On the morning of Sept. 1, 1996, Mike Vranic woke up and prepared to cheer on the Cleveland Browns, like he always did. He threw some beer and hot dogs in his car and headed to Cleveland Municipal Stadium, like he always did. He arrived at the Muni Lot and, along with his brother-in-law, settled in for some Sunday tailgating, like he always did.
There was only one problem: The Browns were in Baltimore that day, after Art Modell stole them and called them the Ravens.
"Maybe they can take away our team, but they can't take away our feelings for football. As the [opening weekend] got closer, we knew we couldn't just not go, and miss it," says Vranic, now 48 and living in Willoughby Hills. Nearly 100 people showed up at the Muni Lot that day, the official beginning of a three-year hiatus from Browns football.
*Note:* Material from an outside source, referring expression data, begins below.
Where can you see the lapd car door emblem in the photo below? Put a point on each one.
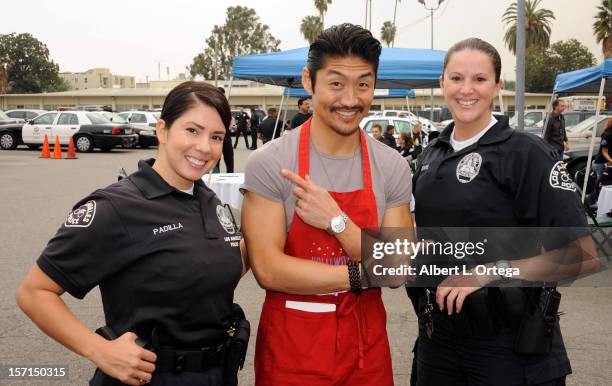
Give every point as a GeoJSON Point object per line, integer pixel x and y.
{"type": "Point", "coordinates": [468, 167]}
{"type": "Point", "coordinates": [560, 178]}
{"type": "Point", "coordinates": [82, 216]}
{"type": "Point", "coordinates": [225, 220]}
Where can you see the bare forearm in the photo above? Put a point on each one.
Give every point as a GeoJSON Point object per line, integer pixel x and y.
{"type": "Point", "coordinates": [288, 274]}
{"type": "Point", "coordinates": [48, 311]}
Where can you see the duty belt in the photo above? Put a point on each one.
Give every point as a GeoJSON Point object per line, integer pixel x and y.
{"type": "Point", "coordinates": [196, 360]}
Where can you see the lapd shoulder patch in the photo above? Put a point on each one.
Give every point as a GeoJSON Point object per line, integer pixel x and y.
{"type": "Point", "coordinates": [560, 178]}
{"type": "Point", "coordinates": [468, 167]}
{"type": "Point", "coordinates": [225, 220]}
{"type": "Point", "coordinates": [82, 216]}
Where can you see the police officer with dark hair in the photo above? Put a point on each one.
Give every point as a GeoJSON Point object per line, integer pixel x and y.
{"type": "Point", "coordinates": [480, 174]}
{"type": "Point", "coordinates": [303, 114]}
{"type": "Point", "coordinates": [164, 252]}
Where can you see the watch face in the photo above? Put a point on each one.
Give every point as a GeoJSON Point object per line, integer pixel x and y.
{"type": "Point", "coordinates": [337, 225]}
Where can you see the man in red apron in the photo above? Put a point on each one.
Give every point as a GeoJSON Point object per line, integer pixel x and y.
{"type": "Point", "coordinates": [317, 327]}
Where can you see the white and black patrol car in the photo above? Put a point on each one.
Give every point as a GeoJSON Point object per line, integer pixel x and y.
{"type": "Point", "coordinates": [88, 129]}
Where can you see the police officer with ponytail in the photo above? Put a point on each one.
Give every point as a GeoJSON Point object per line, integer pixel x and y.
{"type": "Point", "coordinates": [165, 254]}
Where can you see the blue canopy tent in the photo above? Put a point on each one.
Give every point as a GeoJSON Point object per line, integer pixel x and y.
{"type": "Point", "coordinates": [399, 68]}
{"type": "Point", "coordinates": [586, 80]}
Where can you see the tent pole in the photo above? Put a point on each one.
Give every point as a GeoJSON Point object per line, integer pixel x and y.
{"type": "Point", "coordinates": [286, 108]}
{"type": "Point", "coordinates": [278, 116]}
{"type": "Point", "coordinates": [593, 134]}
{"type": "Point", "coordinates": [501, 103]}
{"type": "Point", "coordinates": [548, 107]}
{"type": "Point", "coordinates": [229, 91]}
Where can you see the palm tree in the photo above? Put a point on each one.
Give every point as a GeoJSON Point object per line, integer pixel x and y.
{"type": "Point", "coordinates": [387, 33]}
{"type": "Point", "coordinates": [311, 27]}
{"type": "Point", "coordinates": [394, 25]}
{"type": "Point", "coordinates": [537, 25]}
{"type": "Point", "coordinates": [321, 6]}
{"type": "Point", "coordinates": [603, 27]}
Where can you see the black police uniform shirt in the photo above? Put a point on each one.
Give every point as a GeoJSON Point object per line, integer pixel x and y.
{"type": "Point", "coordinates": [162, 258]}
{"type": "Point", "coordinates": [505, 179]}
{"type": "Point", "coordinates": [606, 141]}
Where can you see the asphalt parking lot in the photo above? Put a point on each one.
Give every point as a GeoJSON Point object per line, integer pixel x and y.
{"type": "Point", "coordinates": [37, 194]}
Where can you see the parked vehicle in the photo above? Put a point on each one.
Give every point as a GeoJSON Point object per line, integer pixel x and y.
{"type": "Point", "coordinates": [25, 114]}
{"type": "Point", "coordinates": [579, 138]}
{"type": "Point", "coordinates": [90, 130]}
{"type": "Point", "coordinates": [147, 136]}
{"type": "Point", "coordinates": [6, 120]}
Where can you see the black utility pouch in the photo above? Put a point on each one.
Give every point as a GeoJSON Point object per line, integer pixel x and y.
{"type": "Point", "coordinates": [237, 344]}
{"type": "Point", "coordinates": [537, 328]}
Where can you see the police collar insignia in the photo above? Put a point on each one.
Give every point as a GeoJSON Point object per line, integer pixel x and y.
{"type": "Point", "coordinates": [82, 216]}
{"type": "Point", "coordinates": [560, 178]}
{"type": "Point", "coordinates": [468, 167]}
{"type": "Point", "coordinates": [225, 220]}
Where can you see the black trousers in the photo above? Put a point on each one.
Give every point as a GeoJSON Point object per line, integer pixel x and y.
{"type": "Point", "coordinates": [242, 131]}
{"type": "Point", "coordinates": [451, 358]}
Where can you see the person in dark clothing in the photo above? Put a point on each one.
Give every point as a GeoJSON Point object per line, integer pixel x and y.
{"type": "Point", "coordinates": [303, 115]}
{"type": "Point", "coordinates": [267, 126]}
{"type": "Point", "coordinates": [554, 133]}
{"type": "Point", "coordinates": [242, 122]}
{"type": "Point", "coordinates": [254, 128]}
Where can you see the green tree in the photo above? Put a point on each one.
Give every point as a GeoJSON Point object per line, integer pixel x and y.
{"type": "Point", "coordinates": [603, 27]}
{"type": "Point", "coordinates": [394, 17]}
{"type": "Point", "coordinates": [242, 34]}
{"type": "Point", "coordinates": [321, 6]}
{"type": "Point", "coordinates": [537, 25]}
{"type": "Point", "coordinates": [28, 66]}
{"type": "Point", "coordinates": [543, 65]}
{"type": "Point", "coordinates": [311, 27]}
{"type": "Point", "coordinates": [387, 33]}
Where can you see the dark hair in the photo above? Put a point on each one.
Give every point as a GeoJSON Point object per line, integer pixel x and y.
{"type": "Point", "coordinates": [302, 100]}
{"type": "Point", "coordinates": [407, 138]}
{"type": "Point", "coordinates": [341, 41]}
{"type": "Point", "coordinates": [478, 45]}
{"type": "Point", "coordinates": [187, 94]}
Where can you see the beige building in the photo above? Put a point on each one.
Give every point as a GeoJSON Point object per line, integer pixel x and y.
{"type": "Point", "coordinates": [243, 93]}
{"type": "Point", "coordinates": [97, 78]}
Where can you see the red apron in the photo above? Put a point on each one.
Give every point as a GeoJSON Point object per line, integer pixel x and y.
{"type": "Point", "coordinates": [348, 346]}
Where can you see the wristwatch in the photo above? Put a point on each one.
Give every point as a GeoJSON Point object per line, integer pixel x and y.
{"type": "Point", "coordinates": [337, 224]}
{"type": "Point", "coordinates": [505, 264]}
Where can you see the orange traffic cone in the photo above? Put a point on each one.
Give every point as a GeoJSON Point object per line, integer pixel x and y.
{"type": "Point", "coordinates": [46, 153]}
{"type": "Point", "coordinates": [57, 150]}
{"type": "Point", "coordinates": [71, 153]}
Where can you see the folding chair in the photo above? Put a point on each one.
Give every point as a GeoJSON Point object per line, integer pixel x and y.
{"type": "Point", "coordinates": [601, 229]}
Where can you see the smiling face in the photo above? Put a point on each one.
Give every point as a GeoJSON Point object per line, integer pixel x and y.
{"type": "Point", "coordinates": [469, 87]}
{"type": "Point", "coordinates": [342, 95]}
{"type": "Point", "coordinates": [190, 147]}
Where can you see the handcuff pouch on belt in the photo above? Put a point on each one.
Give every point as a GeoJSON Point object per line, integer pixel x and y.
{"type": "Point", "coordinates": [538, 325]}
{"type": "Point", "coordinates": [229, 355]}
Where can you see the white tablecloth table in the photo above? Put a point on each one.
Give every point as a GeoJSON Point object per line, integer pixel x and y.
{"type": "Point", "coordinates": [604, 203]}
{"type": "Point", "coordinates": [227, 187]}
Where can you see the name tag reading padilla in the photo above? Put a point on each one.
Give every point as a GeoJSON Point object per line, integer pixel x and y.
{"type": "Point", "coordinates": [310, 306]}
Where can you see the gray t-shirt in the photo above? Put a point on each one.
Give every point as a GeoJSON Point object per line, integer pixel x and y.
{"type": "Point", "coordinates": [391, 175]}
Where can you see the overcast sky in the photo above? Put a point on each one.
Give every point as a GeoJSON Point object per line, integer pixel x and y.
{"type": "Point", "coordinates": [130, 37]}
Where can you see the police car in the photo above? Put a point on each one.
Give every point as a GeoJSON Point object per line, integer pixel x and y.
{"type": "Point", "coordinates": [89, 129]}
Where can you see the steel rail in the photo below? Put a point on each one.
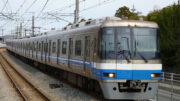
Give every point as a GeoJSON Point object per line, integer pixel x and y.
{"type": "Point", "coordinates": [13, 82]}
{"type": "Point", "coordinates": [25, 99]}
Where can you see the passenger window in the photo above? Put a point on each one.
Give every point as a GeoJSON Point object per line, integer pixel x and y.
{"type": "Point", "coordinates": [64, 47]}
{"type": "Point", "coordinates": [78, 48]}
{"type": "Point", "coordinates": [39, 46]}
{"type": "Point", "coordinates": [54, 47]}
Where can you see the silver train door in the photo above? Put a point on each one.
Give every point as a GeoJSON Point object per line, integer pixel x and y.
{"type": "Point", "coordinates": [58, 50]}
{"type": "Point", "coordinates": [46, 50]}
{"type": "Point", "coordinates": [70, 52]}
{"type": "Point", "coordinates": [123, 52]}
{"type": "Point", "coordinates": [87, 63]}
{"type": "Point", "coordinates": [49, 51]}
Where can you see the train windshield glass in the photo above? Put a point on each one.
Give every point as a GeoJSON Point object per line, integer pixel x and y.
{"type": "Point", "coordinates": [129, 43]}
{"type": "Point", "coordinates": [146, 43]}
{"type": "Point", "coordinates": [107, 44]}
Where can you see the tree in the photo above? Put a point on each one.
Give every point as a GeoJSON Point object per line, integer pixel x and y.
{"type": "Point", "coordinates": [168, 20]}
{"type": "Point", "coordinates": [125, 11]}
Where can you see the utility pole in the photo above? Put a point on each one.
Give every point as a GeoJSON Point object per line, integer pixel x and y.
{"type": "Point", "coordinates": [76, 12]}
{"type": "Point", "coordinates": [2, 34]}
{"type": "Point", "coordinates": [20, 30]}
{"type": "Point", "coordinates": [32, 25]}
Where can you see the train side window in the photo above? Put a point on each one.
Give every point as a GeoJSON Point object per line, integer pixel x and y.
{"type": "Point", "coordinates": [39, 46]}
{"type": "Point", "coordinates": [54, 47]}
{"type": "Point", "coordinates": [58, 47]}
{"type": "Point", "coordinates": [87, 46]}
{"type": "Point", "coordinates": [78, 48]}
{"type": "Point", "coordinates": [64, 47]}
{"type": "Point", "coordinates": [49, 47]}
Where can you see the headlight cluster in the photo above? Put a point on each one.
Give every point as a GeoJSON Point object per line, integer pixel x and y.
{"type": "Point", "coordinates": [155, 75]}
{"type": "Point", "coordinates": [109, 75]}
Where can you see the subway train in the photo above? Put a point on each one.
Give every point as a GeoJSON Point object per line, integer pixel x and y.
{"type": "Point", "coordinates": [119, 58]}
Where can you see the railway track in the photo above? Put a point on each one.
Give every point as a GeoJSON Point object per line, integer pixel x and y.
{"type": "Point", "coordinates": [24, 88]}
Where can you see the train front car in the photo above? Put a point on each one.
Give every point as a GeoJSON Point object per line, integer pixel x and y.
{"type": "Point", "coordinates": [129, 65]}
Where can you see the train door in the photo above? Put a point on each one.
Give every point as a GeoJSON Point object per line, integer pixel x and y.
{"type": "Point", "coordinates": [70, 52]}
{"type": "Point", "coordinates": [49, 51]}
{"type": "Point", "coordinates": [87, 62]}
{"type": "Point", "coordinates": [123, 52]}
{"type": "Point", "coordinates": [42, 53]}
{"type": "Point", "coordinates": [32, 49]}
{"type": "Point", "coordinates": [37, 50]}
{"type": "Point", "coordinates": [46, 50]}
{"type": "Point", "coordinates": [58, 50]}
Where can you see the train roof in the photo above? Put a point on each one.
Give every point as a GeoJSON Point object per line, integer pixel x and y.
{"type": "Point", "coordinates": [101, 22]}
{"type": "Point", "coordinates": [130, 23]}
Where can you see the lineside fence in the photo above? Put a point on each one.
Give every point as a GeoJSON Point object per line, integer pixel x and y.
{"type": "Point", "coordinates": [169, 86]}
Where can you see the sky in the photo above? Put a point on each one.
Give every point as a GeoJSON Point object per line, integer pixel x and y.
{"type": "Point", "coordinates": [58, 13]}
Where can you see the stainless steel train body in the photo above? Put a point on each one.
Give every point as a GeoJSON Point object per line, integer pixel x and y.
{"type": "Point", "coordinates": [122, 55]}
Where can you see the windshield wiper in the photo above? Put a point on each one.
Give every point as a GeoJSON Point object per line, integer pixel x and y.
{"type": "Point", "coordinates": [122, 52]}
{"type": "Point", "coordinates": [143, 57]}
{"type": "Point", "coordinates": [140, 54]}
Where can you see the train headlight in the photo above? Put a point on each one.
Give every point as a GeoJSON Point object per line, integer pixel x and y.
{"type": "Point", "coordinates": [155, 75]}
{"type": "Point", "coordinates": [109, 75]}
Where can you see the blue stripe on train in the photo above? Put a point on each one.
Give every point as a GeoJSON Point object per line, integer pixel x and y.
{"type": "Point", "coordinates": [120, 74]}
{"type": "Point", "coordinates": [127, 74]}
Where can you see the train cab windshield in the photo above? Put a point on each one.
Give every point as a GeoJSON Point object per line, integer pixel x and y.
{"type": "Point", "coordinates": [129, 43]}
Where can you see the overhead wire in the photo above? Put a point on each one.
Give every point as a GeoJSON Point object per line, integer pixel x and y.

Shortly before 1 p.m., the tailgaters locked their cars, walked over to the empty stadium and wandered around. In the coming weeks and years, Browns fans continued to wander, in search of things to fill the void. Vranic turned to college football and the Indians. Fantasy football helped, too. "That's pretty much how we got through," he says.
When the Browns returned, so did Vranic, who continues to purchase season tickets despite just two winning records since 1999. "It's really strange. There's such a strong pull toward football around here," he says. "It may not be as happy as it used to be, but we'll get through it somehow." Just like we always do.